By Gavin Hayhurst, Head of Product Marketing 

As 5G continues to roll out across the world, all eyes are on the promise of exciting services such as remote surgery, autonomous driving, immersive entertainment, augmented reality, and smart grid applications. And there is a good reason. According to Strategy Analytics, the revenue opportunity for autonomous cars alone will grow from $800 billion in 2035 to $7 trillion by 2050. To truly begin to monetize 5G, communications service providers must prepare their networks to ensure their investments will effectively support these lucrative Ultra Reliable Low Latency Communications (URLLC) applications.

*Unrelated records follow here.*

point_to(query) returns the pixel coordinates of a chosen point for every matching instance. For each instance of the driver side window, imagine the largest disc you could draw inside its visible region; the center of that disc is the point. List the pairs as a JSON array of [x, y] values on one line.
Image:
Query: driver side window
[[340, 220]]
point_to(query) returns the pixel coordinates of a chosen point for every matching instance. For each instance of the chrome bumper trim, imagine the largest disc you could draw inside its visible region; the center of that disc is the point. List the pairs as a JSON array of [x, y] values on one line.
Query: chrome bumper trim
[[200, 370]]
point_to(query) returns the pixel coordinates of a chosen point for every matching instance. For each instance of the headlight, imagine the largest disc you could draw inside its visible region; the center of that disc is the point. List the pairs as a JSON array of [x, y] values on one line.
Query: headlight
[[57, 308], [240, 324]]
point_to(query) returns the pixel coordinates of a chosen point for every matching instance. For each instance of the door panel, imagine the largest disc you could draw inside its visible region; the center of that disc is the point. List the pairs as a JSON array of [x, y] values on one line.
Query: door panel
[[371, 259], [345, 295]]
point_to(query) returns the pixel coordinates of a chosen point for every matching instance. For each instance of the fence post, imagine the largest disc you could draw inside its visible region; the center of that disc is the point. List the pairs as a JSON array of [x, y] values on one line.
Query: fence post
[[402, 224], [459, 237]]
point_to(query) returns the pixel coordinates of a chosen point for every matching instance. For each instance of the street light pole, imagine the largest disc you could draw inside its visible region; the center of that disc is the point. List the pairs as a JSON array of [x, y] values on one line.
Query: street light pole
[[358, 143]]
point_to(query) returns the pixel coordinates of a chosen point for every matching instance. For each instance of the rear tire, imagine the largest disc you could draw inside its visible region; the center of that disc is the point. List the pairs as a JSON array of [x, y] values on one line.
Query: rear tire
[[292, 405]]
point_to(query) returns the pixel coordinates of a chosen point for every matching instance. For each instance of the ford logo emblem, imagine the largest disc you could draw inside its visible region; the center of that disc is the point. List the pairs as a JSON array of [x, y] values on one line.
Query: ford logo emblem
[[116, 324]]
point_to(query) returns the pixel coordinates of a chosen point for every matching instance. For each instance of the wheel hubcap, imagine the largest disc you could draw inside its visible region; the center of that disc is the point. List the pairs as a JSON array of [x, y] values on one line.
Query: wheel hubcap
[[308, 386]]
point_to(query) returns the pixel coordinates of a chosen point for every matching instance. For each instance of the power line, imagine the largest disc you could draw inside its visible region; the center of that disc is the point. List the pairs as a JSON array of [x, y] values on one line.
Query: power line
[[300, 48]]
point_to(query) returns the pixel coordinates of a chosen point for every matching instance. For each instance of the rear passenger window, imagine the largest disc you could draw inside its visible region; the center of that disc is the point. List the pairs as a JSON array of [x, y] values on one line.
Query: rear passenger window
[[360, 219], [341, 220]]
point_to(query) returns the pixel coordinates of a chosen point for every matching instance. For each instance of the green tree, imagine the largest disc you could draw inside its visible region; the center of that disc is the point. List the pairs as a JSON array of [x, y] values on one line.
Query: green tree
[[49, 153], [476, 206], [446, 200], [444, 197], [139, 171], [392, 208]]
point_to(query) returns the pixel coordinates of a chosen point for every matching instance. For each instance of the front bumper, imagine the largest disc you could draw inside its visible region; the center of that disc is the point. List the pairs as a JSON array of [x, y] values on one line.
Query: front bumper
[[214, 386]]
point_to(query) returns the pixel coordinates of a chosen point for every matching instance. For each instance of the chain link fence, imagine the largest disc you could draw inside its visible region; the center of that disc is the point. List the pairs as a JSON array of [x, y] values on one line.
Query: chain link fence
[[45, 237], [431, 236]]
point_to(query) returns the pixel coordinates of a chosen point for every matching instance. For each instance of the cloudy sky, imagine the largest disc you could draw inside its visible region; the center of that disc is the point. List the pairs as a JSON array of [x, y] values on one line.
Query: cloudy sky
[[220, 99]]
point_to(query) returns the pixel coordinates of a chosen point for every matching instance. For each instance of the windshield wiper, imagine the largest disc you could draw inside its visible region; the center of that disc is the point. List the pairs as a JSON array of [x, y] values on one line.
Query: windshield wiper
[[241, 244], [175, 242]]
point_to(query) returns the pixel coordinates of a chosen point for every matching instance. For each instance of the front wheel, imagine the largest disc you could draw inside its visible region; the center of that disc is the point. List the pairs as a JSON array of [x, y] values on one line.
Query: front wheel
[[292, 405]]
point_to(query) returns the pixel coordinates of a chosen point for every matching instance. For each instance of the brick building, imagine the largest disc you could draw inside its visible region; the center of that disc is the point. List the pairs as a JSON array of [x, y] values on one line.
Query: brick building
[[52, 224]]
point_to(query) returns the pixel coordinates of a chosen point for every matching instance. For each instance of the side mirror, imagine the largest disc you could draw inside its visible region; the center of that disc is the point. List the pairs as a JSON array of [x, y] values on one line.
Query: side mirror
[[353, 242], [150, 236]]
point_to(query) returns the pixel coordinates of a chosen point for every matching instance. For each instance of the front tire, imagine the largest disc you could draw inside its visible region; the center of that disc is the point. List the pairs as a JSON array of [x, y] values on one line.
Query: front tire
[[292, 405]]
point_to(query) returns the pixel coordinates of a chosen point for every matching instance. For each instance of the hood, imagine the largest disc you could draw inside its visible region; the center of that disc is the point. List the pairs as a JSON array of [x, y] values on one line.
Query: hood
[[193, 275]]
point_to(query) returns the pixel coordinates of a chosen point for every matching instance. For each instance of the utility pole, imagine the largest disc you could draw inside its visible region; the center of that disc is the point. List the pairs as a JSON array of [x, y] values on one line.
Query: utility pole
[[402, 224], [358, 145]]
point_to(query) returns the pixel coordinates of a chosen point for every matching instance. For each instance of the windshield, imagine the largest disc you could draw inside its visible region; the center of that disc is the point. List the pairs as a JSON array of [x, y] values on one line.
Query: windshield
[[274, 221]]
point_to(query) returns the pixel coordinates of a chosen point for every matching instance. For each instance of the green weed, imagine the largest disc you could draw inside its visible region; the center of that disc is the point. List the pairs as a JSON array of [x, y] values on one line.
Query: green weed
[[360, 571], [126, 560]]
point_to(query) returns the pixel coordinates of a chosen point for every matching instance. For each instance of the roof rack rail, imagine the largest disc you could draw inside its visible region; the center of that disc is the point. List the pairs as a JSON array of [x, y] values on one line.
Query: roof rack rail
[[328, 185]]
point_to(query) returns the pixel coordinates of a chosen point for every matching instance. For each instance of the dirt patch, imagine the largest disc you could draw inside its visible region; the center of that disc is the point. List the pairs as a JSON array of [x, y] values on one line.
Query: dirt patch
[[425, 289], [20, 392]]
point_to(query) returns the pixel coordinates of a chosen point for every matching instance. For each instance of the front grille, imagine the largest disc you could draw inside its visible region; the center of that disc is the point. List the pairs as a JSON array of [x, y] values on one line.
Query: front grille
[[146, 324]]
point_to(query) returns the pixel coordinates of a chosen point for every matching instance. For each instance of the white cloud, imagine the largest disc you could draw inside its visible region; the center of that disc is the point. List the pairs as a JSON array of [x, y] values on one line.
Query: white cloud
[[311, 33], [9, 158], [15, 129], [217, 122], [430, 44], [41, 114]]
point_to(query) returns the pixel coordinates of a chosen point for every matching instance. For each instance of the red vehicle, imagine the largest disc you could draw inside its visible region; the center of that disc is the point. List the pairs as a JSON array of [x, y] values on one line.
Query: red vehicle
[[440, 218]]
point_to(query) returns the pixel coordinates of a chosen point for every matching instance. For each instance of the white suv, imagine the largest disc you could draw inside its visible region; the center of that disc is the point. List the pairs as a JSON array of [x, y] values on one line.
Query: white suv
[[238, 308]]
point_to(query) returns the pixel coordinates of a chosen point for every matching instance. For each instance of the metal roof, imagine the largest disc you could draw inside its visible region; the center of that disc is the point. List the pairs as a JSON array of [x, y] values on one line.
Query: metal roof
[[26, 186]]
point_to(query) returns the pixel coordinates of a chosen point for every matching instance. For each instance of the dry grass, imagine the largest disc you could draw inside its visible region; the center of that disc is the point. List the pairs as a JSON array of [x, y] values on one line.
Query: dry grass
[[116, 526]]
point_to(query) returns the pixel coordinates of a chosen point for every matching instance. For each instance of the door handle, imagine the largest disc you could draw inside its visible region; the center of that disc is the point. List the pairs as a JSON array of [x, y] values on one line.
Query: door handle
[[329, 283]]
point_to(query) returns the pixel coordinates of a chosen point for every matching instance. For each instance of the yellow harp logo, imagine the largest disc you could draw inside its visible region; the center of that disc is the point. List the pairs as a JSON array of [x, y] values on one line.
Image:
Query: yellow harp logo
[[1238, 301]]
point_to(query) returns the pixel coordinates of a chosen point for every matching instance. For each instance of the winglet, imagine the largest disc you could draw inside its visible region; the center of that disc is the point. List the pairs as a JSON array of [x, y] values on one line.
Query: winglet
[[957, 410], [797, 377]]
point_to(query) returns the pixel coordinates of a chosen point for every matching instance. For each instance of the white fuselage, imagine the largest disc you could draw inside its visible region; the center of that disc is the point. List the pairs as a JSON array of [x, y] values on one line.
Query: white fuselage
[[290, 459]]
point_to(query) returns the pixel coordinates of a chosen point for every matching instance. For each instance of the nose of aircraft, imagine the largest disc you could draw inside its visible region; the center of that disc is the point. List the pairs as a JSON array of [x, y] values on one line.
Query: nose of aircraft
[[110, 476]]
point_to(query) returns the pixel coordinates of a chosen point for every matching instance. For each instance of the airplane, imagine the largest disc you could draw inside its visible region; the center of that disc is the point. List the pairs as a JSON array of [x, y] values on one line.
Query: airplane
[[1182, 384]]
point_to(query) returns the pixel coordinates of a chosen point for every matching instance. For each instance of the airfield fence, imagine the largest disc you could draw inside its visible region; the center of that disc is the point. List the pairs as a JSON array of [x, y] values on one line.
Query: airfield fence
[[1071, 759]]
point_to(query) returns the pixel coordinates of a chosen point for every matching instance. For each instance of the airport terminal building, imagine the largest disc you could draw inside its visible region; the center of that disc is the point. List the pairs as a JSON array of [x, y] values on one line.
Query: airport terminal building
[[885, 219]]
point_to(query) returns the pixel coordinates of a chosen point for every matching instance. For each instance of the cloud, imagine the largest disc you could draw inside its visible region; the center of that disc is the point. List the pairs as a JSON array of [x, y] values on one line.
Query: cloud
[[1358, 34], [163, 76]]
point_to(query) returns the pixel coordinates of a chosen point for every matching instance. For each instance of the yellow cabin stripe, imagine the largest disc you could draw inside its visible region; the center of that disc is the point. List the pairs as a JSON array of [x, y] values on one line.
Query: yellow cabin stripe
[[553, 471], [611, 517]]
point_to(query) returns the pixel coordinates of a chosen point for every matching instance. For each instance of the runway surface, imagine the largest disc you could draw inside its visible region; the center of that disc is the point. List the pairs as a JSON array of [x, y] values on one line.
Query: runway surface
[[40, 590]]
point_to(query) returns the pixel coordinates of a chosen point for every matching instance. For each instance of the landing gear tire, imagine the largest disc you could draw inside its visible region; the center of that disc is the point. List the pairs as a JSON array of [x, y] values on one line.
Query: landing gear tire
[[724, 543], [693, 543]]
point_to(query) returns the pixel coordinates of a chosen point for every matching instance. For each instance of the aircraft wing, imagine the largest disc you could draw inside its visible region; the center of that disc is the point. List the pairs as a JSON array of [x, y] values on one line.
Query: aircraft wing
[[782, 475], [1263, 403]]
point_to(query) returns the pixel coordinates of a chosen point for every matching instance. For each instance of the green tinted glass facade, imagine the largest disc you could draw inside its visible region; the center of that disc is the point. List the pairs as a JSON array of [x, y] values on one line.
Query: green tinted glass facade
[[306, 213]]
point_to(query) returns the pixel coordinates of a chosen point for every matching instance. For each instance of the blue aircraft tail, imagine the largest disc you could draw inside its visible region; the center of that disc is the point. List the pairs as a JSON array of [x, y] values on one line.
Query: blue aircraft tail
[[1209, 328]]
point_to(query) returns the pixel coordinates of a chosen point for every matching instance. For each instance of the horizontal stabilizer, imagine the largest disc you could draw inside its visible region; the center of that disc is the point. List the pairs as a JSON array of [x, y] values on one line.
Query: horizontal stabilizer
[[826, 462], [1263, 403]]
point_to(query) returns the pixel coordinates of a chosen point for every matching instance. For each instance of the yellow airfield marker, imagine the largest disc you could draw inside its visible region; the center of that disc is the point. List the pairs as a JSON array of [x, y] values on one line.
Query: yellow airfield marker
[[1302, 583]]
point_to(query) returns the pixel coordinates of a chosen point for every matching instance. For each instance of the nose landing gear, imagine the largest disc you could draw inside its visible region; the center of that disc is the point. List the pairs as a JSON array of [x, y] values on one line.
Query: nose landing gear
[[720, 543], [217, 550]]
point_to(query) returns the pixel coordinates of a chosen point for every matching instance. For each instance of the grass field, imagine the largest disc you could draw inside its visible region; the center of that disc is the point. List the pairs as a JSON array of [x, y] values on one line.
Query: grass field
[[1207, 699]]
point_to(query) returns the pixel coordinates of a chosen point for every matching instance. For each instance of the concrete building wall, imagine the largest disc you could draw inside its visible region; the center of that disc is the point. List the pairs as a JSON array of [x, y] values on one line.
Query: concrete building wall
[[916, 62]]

To successfully launch these services two critical features are required: low-latency and high-reliability. For example, AR, VR, and Mixed Reality (MR) will place high demands on reliability, availability, and low latency. In the case of remote surgery, CSPs are not only in charge of delivering timely and reliable audio and video streaming, but will need to support things like haptic feedback, which gives remote surgeons the sensation to ‘feel’ what the robot’s arms are touching during surgery. According to 5G Americas, haptic feedback requires a tight delay requirement, with the end-to-end round trip time lower than 1 millisecond. This can only be supported by an extremely reliable system because of the life-threatening implications of any degradation in service.

With 4G LTE, latency is currently in the 4-millisecond range, but URLLC services require latency of 1-millisecond and 99.999 percent reliability. Achieving these requirements requires major capital investment and stringent planning to make sure that the network you are building will perform to these requirements.

A challenge for creating a URLLC-capable network is the growing catalog of diverse and competing use cases – each adding complexity to the network and their own capacity and latency demands. Before CSPs get to point of delivery, they need to ascertain whether their network can meet the latency requirements of not just one URLLC service, but each additional one as they are launched to the market.

This is where latency modeling comes to the fore. Latency modeling gives CSPs the assurance that as you build out your 5G network that it is future-proof and can meet the latency requirements of the different use cases. Once your 5G network is live, latency modeling can help determine whether your network can support a new service – and flag areas of the network that cannot meet the requirements. This will ensure that you do not assign a network slice to certain parts of the network where it may not meet the criteria for critical applications.

In addition, latency modeling will give you a whole-network view of latency, so when the load on the network changes, you can understand what the potential impact to latency will be. From here, CSPs will be able to dig deeper into their latency capabilities and answer questions such as, where do I have network coverage that can support autonomous vehicles, and where can I not? And what do I do about this? Do I need to change my equipment? Do I need to change my configuration? Do I need to add more small cells, or swap them out for different ones?

Until now, latency modeling has not been a high priority for most operators because, while download speeds and online browsing experiences will be better with 5G, it does not have life-impacting consequences. When we get to services like autonomous driving or remote surgery, however, latency becomes a matter of life and death.

Now is the time for network operators to start to assess their networks in terms of latency, and to ensure future expansion designs will meet the criteria for key services they plan to introduce. The latest release of ASSET, our radio network planning tool, introduces comprehensive latency modeling for both 5G and LTE across cells, terminal, services and backhaul, helping engineers to understand where network latency is good and where improvements are required.

As you continue to plan and rollout your 5G network, don’t miss the opportunity to get it right so that you can be the first to successfully launch and support the delivery of URLLC-enabled applications to the market.